Her father’s hands are sticking out slightly from his sides, as if he’s keeping them at the ready. “How did you know where we live?” he asks.
The man grins. “There’s this thing called the Internet. You’re all over it.”
“So are you,” her father says darkly.
“Not very up-to-date, though, is it? That’s what happens when you spend a few decades in jail. You vanish. It’s like to the outside world, you’ve stopped existing altogether.” Sidney puts a fist up and then opens his hand, his fingers flying out—poof. “So what’s up?”
Olive can’t stand it anymore. “What did you do to my mom?” she demands. “Did you kidnap her?”
As the words come out of her mouth, she realizes how ridiculous they sound and how unlikely the scenario is. If this guy absconded with her mom, why would he show up at their doorstep? Nor does the guy really look like a hardened ex-con. He’s skinny-fat, his shoulders sloping in his faded T-shirt, a paunch jutting over the top of his Goodwill jeans. He’s wearing a string shell bracelet around one wrist, the kind she used to make in summer camp. Honestly, he looks more like someone’s aging hippie uncle, the kind of guy who spends his weekends trying to register Green Party voters outside the medical marijuana dispensary on Telegraph Avenue, the kind of guy who slices your goat Gouda at the Cheese Board Collective.
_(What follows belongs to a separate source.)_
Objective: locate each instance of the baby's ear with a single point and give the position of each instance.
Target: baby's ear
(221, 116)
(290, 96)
Indeed, the expression on Sidney’s face is one of utter bewilderment. “Kidnap her?” he repeats.
“Olive,” Jonathan says under his breath. “Please let me deal with this.”
Sidney’s brow furrows with confusion. “Is there something I’m missing here? She’s dead. I saw it on TV. I came to the memorial.”
Her father squints at Sidney, sizing him up. Finally, he seems to realize that his hands are still dangling in midair, and he shoves them in his jacket pockets. “Yes, of course, right, you’re right,” Jonathan mutters. He’s quiet for a moment, thinking. “OK. Tell me this: Why did my wife come to visit you last year?”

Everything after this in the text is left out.